“So what’s the answer?”
Dene stopped as they came alongside the MG, and Maisie leaned on her car, facing the Channel, her face warmed by the sun.
“I wish I had
“I see.”
“There are gray areas,” Maisie resisted the urge to look at her watch again as Andrew Dene went on. “For example, if we take Mr. Beale— oops, you had better get going, hadn’t you, Miss Dobbs?” Andrew Dene opened the door of the MG for Maisie.
“Thank you, Dr. Dene. I enjoyed our lunch.”
“Yes, I did too. I look forward to seeing your father at All Saints’ soon.”
“ I’ll be in touch with the administrator as soon as I can confirm the arrangements.”

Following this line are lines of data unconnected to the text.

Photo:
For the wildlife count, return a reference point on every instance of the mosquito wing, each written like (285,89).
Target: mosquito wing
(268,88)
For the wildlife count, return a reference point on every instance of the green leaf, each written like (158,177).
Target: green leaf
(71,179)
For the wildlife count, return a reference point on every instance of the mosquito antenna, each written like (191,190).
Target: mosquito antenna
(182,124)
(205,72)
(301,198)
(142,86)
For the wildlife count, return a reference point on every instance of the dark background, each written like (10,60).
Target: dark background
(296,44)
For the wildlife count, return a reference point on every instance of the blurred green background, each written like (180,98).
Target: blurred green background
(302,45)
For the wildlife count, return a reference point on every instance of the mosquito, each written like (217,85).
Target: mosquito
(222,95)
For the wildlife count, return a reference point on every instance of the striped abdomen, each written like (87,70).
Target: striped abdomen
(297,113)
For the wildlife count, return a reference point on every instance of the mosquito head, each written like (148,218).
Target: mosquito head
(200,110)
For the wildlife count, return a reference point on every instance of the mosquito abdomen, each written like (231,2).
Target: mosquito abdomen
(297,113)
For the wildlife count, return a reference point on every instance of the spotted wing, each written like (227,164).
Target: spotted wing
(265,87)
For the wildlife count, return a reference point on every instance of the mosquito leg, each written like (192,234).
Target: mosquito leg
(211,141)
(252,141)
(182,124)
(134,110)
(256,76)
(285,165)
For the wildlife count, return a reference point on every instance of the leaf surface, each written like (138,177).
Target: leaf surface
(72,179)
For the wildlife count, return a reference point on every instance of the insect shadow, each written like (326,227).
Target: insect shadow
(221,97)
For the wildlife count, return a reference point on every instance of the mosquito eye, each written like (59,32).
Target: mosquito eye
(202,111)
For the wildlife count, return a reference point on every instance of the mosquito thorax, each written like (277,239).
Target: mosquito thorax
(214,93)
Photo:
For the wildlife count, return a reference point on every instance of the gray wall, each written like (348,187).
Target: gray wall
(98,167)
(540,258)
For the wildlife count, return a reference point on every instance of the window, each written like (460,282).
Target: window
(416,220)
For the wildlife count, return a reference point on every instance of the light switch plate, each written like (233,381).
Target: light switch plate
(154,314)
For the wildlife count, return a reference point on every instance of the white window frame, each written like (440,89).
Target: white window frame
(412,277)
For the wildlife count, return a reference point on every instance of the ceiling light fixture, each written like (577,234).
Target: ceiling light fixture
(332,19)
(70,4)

“Right you are, Miss Dobbs.”
Following her father’s accident, and the talks at the hospital with Maurice and later her father, Maisie had been able to recollect more of the times spent with her mother. She remembered being in the kitchen, a girl of about nine. Her mother had been telling her the story of how she’d met Maisie’s father and known straight away that Frankie Dobbs was the one for her. “I set my hat for him there and then, Maisie, there and then.” And she’d laughed, wiping the back of her sudsy hand across her forehead to brush back ringlets of black hair that had fallen into her eyes.
Maisie wondered about the business of setting one’s hat for a man, and how a woman of her age might go about doing such a thing.
As she drove along, up over the ridge toward Sedlescombe, her thoughts shifted to Joseph Waite and the many tragic events that had befallen him. A father and brother killed in mining accidents, a wife dead in childbirth, a son lost to war, and an estranged daughter whom he tried to control without success. Hadn’t Lydia Fisher indicated to Billy that Charlotte had been something of a social butterfly? But as she passed into Kent at the boundary near Hawkhurst, Maisie checked herself, and the certain pity she had begun to feel for Joseph Waite. Yes, she felt pity. But was it pity for a man who had stabbed three women, quite literally, in cold blood?
Perhaps Charlotte Waite had the answer. Tomorrow she would be able to judge Charlotte for herself. Was she, as her father believed, a ‘wilting lily’? Or, was she, as Lydia Fisher had intimated to Billy, a habitual bolter? Magnus Fisher’s account did not help. But each narrator’s story revealed only one perspective, one representation of the person that Charlotte revealed herself to be in their company. Where did the truth lie? Who was Charlotte, really?
CHAPTER SEVENTEEN
Thursday greeted Kent with driving rain and howling winds. Maisie looked out at the weather from the cozy comfort of the Groom’s Cottage, shivering but not at all surprised.
“Typical! Bring in the clouds for a drive to the marshes!”
Today she would make her way across Kent again and on through the relentless gray of the marshlands, where people—if she saw any— would be rushing along with heads bent, anxious to get to and fro from work or errands. It was a day when locals tried not to venture outside and even farmworkers found jobs to do in the barn rather than out in the fields. Today she would finally meet Charlotte Waite.
“Ugh,” uttered Maisie as she ran to the MG.
George joined her, wearing the sort of foul-weather clothing one usually associated with fishermen.
“Going to catch a trout for tea, George?”
“No, Miss. I’d’ve thought catching things was more in your line of work.”
“I deserved that, George.” Maisie laughed as George lifted the bonnet to turn on the petrol pump, the first of five steps to start the MG. “Thank you for coming out.”
“Saw you running across in this rain, Miss, and wanted to make sure you got off safely. Pity you’ve got to go somewhere today, so you mind how you go, Miss. Take them corners nice and easy.”
“Don’t worry, George.”
“Know what time you’ll be back? Just so’s I know?”
“I won’t be back to Chelstone today. After Romney Marsh, I’m off to Pembury to visit Mr. Dobbs, and afterwards straight on to London. I expect to return to Kent as soon as I can to see my father.” Maisie waved good-bye to George, who patted the back of the MG with his hand before running into the garage and out of the rain.
Apple orchards that were filled with blossom only yesterday were now sodden and sorry. Tall cherry trees bent over and the branches of roadside elder laden with bloom seemed almost to ache with the task of standing tall. Maisie hoped that the storm would pass, that the trees and land would dry quickly, and that spring, her favorite season in Kent, would be restored to its resplendent richness soon.